Optimizing Starch Content Prediction in Kudzu: Integrating Hyperspectral Imaging and Deep Learning with WGAN-GP

Abstract

Rapid and non-destructive prediction of starch content in kudzu is essential for the food industry. In this work, we present an approach combining hyperspectral imaging (HSI) and deep learning (DL) techniques for predicting kudzu root starch content. Practical constraints such as equipment and experimental conditions limit the quantity of spectral data and labels obtained, which leads to diminish model performance. To address this restriction, we employ Wasserstein generative adversarial networks with gradient penalty (WGAN-GP) to augment spectral and starch content data simultaneously.

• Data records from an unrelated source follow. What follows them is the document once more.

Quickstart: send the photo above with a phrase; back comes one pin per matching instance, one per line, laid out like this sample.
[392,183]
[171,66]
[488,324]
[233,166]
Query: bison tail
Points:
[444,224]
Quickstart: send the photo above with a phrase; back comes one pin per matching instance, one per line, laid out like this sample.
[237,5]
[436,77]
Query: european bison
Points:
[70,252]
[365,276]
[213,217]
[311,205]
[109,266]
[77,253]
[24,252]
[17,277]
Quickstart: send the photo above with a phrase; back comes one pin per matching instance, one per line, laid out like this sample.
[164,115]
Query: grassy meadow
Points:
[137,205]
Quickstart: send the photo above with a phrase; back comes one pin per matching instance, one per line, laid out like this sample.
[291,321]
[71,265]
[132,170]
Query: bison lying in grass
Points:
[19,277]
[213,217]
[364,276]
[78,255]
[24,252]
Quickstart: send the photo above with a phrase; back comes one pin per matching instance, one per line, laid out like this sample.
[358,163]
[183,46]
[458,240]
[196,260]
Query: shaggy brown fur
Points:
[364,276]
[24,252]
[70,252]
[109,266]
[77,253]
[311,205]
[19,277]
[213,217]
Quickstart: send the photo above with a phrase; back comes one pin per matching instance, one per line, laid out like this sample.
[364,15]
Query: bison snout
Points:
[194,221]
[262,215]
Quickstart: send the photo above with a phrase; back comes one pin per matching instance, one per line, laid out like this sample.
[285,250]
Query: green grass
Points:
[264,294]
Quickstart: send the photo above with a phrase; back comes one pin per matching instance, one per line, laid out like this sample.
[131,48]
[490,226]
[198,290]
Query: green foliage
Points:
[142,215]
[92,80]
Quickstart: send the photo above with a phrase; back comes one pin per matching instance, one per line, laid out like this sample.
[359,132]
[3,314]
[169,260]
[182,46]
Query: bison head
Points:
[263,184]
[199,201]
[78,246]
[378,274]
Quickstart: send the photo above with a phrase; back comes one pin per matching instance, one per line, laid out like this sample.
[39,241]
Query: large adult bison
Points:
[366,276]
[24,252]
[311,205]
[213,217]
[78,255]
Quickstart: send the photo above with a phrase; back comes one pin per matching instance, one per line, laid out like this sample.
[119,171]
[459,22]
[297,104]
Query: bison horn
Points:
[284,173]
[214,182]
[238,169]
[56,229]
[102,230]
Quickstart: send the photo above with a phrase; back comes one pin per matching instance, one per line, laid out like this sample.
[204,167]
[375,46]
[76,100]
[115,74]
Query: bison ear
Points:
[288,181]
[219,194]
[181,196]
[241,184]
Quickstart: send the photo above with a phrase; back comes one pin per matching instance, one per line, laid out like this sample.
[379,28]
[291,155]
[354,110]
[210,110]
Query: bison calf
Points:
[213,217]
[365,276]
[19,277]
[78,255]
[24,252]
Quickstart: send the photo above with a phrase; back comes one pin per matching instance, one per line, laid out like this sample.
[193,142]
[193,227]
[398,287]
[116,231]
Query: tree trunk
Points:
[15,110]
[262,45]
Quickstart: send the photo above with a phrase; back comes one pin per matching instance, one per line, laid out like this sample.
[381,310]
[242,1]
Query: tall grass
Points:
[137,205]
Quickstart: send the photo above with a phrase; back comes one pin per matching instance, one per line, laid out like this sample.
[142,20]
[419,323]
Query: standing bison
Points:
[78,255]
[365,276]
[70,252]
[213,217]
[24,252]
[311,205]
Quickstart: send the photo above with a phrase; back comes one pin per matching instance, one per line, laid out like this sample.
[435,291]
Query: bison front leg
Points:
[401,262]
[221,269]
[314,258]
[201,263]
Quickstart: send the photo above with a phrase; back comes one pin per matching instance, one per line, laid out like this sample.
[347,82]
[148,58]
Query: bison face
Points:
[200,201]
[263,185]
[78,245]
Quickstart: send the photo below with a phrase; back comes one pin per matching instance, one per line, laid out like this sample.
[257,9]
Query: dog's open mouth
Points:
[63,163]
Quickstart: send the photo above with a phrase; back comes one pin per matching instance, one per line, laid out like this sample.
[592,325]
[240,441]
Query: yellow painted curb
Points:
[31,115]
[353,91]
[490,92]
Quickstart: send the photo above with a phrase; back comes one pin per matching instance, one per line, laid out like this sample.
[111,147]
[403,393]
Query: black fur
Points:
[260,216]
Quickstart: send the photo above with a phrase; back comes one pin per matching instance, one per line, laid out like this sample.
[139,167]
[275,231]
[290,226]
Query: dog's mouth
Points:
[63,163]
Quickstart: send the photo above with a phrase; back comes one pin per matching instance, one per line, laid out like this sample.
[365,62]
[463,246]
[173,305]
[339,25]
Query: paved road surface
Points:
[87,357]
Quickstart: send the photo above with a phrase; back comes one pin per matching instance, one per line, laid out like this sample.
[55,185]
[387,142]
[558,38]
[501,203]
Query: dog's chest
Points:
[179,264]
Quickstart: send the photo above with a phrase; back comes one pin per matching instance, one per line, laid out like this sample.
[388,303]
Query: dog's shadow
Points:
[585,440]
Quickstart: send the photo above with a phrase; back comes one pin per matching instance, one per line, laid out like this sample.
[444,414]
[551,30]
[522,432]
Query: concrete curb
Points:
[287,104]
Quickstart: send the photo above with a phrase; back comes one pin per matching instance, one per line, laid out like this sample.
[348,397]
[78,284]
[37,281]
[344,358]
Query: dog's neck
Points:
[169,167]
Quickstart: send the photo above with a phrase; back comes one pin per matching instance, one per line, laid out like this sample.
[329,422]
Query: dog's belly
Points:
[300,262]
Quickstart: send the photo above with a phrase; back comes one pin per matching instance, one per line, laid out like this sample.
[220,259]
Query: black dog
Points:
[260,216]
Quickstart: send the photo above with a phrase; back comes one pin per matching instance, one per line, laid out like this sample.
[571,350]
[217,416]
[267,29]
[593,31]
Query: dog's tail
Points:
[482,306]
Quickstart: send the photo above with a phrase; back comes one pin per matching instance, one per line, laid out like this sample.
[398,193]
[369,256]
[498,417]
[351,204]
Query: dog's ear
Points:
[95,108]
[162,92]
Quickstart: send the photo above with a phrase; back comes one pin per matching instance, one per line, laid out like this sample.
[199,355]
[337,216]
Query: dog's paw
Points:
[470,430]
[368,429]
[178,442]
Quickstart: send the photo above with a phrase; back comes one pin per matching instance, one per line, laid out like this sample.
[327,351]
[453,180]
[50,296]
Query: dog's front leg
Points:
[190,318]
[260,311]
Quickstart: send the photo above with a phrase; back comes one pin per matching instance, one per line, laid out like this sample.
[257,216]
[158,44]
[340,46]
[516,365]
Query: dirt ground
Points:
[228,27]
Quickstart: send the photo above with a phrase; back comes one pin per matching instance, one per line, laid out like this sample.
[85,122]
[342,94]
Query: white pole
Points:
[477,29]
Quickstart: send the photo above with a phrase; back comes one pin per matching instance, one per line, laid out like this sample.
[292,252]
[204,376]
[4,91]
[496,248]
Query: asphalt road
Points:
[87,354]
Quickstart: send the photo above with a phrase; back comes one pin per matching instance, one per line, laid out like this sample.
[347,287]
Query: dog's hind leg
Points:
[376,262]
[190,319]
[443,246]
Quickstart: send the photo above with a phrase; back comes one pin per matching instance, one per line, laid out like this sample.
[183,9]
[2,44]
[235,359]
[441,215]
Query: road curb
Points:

Through numerous iterations, synthetic data that closely resemble real data is generated, which is validated through comprehensive evaluations using various qualitative and quantitative analysis. Additionally, we establish and compare partial least squares regression (PLSR), support vector regression (SVR) and one-dimensional convolutional neural network (1DCNN) model before and after data augmentation. Experimental results demonstrate that the introduction of synthetic data could improve model performance significantly. Particularly, 1DCNN model exhibits the best performance, achieving correlation coefficients (R2) of 92.97% and 93.43% for starch content in the two types of kudzu roots. Overall, this study not only provides an effective method for rapidly, non-destructively, and accurately determining starch content in kudzu roots, but also addresses the challenge of requiring a large amount of data.